Current limit algorithm
Counter:
The counter is relatively simple and crude, for example, we want to limit the number of requests that can pass 1s, the idea of implementation is to start the timer from the first request in, in the next 1s, each request in the number of requests +1, the request exceeding the maximum number of requests will be rejected, until the end of 1s count zero, start counting again.
This approach has a major drawback: for example, if the maximum number of requests has been passed in the first 10ms, the subsequent 990ms requests can only be rejected. This phenomenon is called “spike”.
Leaky bucket algorithm:
That is, the speed of water outlet at the bottom of the bucket is constant, the speed of water intake may be different, but when the amount of water into the bucket is greater than the amount of water, the water will be placed in the bucket, will not be directly discarded; But there is a limit to the bucket’s capacity, and when the bucket is filled with water, any overflow is discarded.
Algorithm implementation: A queue can be prepared to hold temporarily unprocessed requests, and then a thread pool can periodically fetch requests from the queue for execution.
Token bucket algorithm:
A token bucket is a place where access tokens are produced at a constant rate. Users can access tokens when there are tokens in the bucket. Otherwise, traffic limiting is triggered.
Implementation solution: Guava RateLimiter Stream limiting
Guava RateLimiter is a Google-provided stream limiting algorithm that is based on the token bucket algorithm and is suitable for single-instance systems.

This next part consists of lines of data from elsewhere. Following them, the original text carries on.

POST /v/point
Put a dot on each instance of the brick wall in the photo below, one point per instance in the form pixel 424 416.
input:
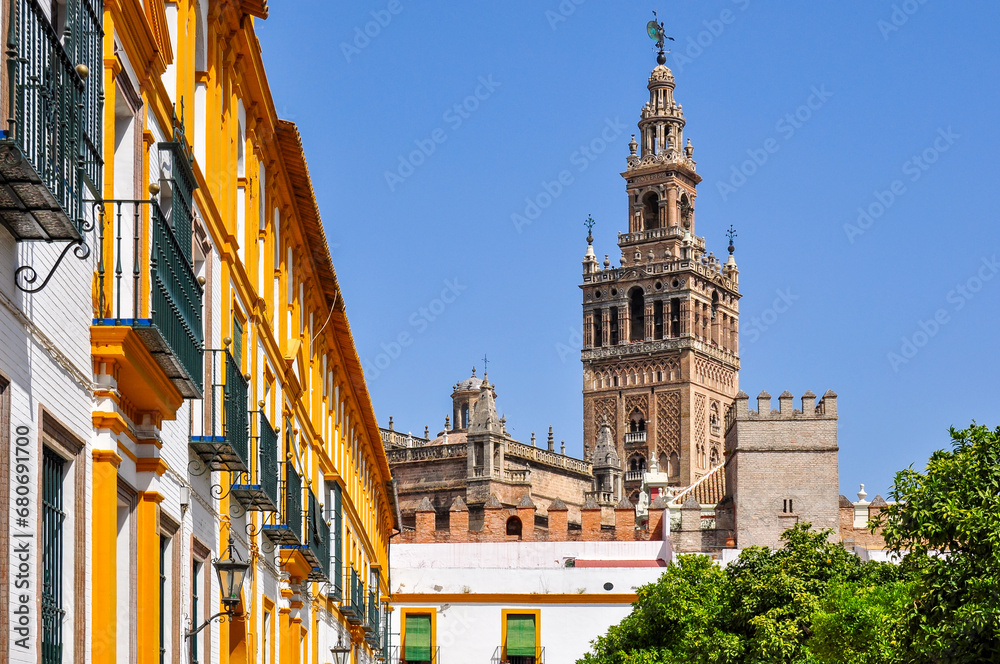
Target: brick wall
pixel 781 468
pixel 494 527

Specific implementation of current limiting
Gateway traffic limiting:
Spring Cloud Gateway provides RequestRateLimiterGatewayFilterFactory class, this is based on the realization of the token bucket. It has RedisReteLimiter built in and relies on Redis to store limiting configurations and statistics, which we can also inherit
Org. Springframework. Cloud. Gateway. Filter. Ratelimit. AbstractRateLimiter or implementation
Org. Springframework. Cloud. Gateway. Filter. Ratelimit. To achieve their own RateLimiter RateLimiter interface.
The concrete implementation is as follows:
1. First introduce dependencies into the gateway service
2. The configuration is as follows
3. Traffic limiting based on three dimensions can be realized:
The configuration shown above generates 1 token per second and returns a status code of 429 when our request speed is greater than that
redis+lua
1. Introduce lua scripts into the service
2. Read the lua
3. Determine whether the stream limiting code is required
4. We can see above that normally only 3 tokens are generated within 10s. Let’s take a look at the effect
You can see that within 10 seconds only the first three requests are approved, the rest are rejected, and after 10 seconds, three more requests are approved, which is exactly what we expected.
Nginx current-limiting
Limit access frequency:
Nginx can use the ngx_HTTP_limit_req_module parameter to limit access frequency, using the leaky bucket algorithm implementation; The limit_req_zone command and the limit_req command can limit the request processing frequency for a single IP address.
Limit connection number:
The ngx_HTTP_limit_conn_module module provides the function of the number of concurrent connections. You can configure the limit_conn_zone command and limit_conn command based on the leak-bucket algorithm.
In addition to writing the article behind the author will maintain an open source project, so students with source code needs can pay attention to mumu, it is expected to open during the Spring Festival this year.